On the other hand, UPG can result in some frankly bizarre stuff. I used to contribute to an internet forum that was mostly made up of New Agers. There were a couple other people more of my own metaphysical stripe, enough to keep me coming back and thinking I had something of value to contribute. But I finally gave up after I encountered (1) a woman who claimed to channel angels. One type of angels were the “Chantilly angels,” who told her that God’s ideal society was 1950s America, and these angels were here to return us to that golden age. (2) Someone who claimed to channel an extremely racist Archangel Michael. (3) A dude who thought the Bronze Age Indus Valley civilization had flying cars and nuclear weapons (I have been hearing this lately from some Hindu Vedic fundamentalists; not sure if he was one). And (4) another person who claimed to have channeled an Atlantean who said that if you suck on seeds before planting them, the plants will absorb your DNA and then produce exactly the nutrients you personally need. (I am not making this up.) I also saw (virtually speaking) some people who were obviously being munched on by noncorporeal parasites, and were being told whatever they needed to hear to keep them compliant. In short there is a lot of crazy out there, and there are apparently plenty of individuals (embodied and not) who really, really want to share it with you. (I am a year late but I just found out about this book on the subject of channeled weirdness via Disrupt & Repair and cannot wait to read it.)

I don’t mean to downplay the importance of gnosis. I avidly seek it myself because there seem to be certain categories of universal esoteric knowledge that can only be obtained through gnosis. I just don’t think I can use my subjective experiences as a metric of authenticity that can be applied to everyone else. In this sense, we are like the blind men and the elephant. We grasp the truth, but never the whole truth.

Parting thoughts

I’m starting to wonder if, rather than authenticity, what we should seek in a spiritual and/or magical method is vitality. By that I mean does the practice or tradition not only function (accomplish one’s goals) but does it put one in touch with the numinous? Does it deepen and broaden our experience of life? Does it facilitate communion with other living beings, embodied and otherwise? Does it help liberate us? In my view, magical natural selection will ensure that, over time, what survives is what is vital and powerful. If you take a snapshot of any given slice of time, of course, there will still be a few fossils that have outlived their usefulness. By all means, abandon–or better yet, compost or combust–that shit. But help the strong survive. Our choices are part of the forces that will select the fittest, most adaptable magics. But, just as natural selection doesn’t work on individual organisms but on variants of genes (as one of my professors used to say, “fitness is a property of alleles!”), so we must expect that it’s not magical systems that will survive but smaller elements such as techniques and myths.

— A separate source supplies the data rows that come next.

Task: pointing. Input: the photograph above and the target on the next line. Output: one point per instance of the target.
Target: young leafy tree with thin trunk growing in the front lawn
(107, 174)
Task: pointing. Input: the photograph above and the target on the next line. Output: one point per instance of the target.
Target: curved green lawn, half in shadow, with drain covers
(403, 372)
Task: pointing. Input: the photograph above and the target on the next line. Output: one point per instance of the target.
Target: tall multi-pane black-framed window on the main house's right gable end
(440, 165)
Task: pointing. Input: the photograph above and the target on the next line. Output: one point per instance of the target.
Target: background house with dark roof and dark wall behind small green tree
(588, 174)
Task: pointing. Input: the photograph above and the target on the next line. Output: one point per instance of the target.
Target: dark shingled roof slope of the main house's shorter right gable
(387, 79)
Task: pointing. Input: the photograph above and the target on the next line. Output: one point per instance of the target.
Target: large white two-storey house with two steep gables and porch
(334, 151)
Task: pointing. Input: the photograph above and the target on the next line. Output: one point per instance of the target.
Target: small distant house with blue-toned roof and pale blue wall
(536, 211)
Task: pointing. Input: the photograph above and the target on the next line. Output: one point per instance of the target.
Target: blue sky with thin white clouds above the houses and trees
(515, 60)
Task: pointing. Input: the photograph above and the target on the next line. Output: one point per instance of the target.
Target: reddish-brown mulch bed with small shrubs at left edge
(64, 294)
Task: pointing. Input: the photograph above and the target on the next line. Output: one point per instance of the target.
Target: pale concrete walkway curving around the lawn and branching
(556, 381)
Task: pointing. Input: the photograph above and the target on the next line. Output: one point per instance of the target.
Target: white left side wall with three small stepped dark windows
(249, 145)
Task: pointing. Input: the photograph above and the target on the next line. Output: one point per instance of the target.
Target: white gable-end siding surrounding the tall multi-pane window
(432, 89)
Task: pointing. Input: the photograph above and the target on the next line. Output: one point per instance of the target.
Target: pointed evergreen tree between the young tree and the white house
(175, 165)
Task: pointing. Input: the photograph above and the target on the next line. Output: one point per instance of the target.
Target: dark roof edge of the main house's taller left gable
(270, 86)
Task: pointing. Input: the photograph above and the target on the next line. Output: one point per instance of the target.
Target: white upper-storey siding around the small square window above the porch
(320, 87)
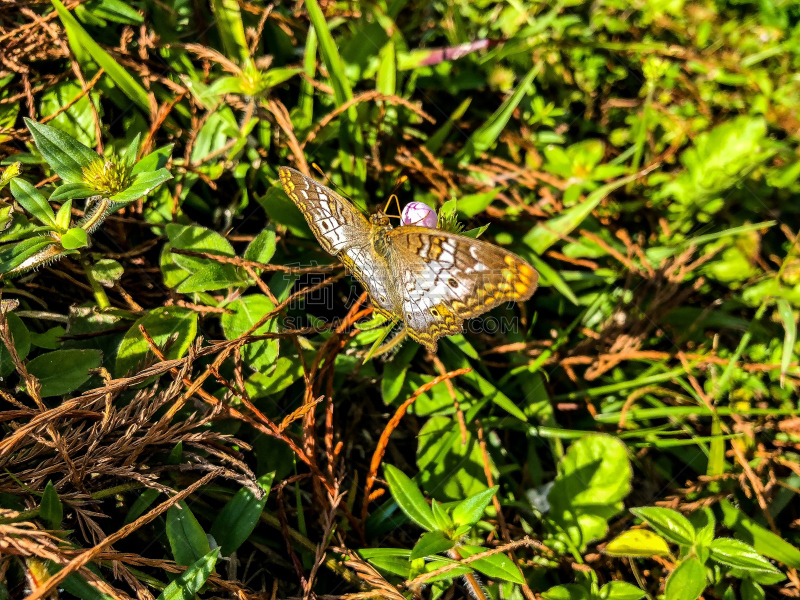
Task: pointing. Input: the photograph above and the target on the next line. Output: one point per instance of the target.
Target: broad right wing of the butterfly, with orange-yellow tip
(444, 278)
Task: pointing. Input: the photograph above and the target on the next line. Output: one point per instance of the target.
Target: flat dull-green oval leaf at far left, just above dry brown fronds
(62, 371)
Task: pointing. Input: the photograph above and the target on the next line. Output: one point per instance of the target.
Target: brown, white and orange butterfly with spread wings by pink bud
(430, 279)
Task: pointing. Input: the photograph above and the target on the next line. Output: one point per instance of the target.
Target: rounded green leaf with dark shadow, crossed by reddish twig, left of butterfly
(161, 324)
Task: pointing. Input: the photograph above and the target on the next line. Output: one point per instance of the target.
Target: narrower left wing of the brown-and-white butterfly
(342, 230)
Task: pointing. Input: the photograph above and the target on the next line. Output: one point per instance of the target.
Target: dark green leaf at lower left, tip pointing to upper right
(239, 517)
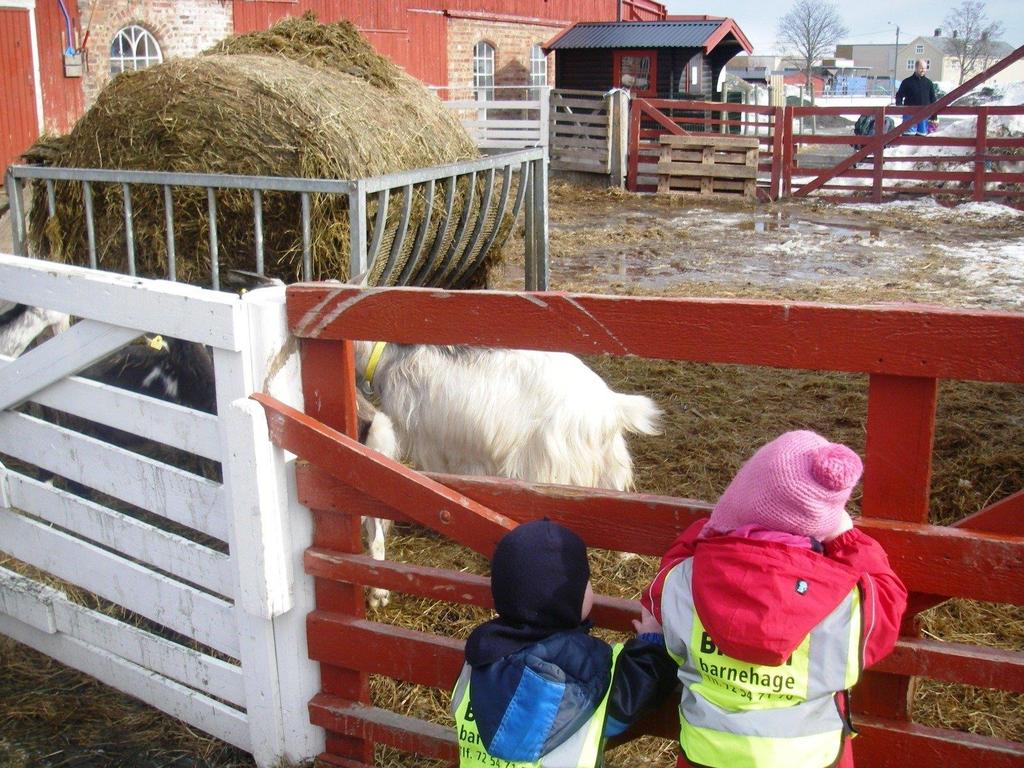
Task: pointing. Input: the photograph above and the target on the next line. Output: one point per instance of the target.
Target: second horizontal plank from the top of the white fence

I think that is reflected in the magic and mythology of street kids. The life-and-death selective pressures those kids face are far more intense than what most of us encounter, so you can be sure that whatever magics survive in their world have been honed to a knife-edge. They have to work. We may be perturbed by the remixed versions of magic that are espoused by the next two or three generations, but at least we can take comfort in the fact that Hollywood and hipsters will eventually get bored and leave us alone.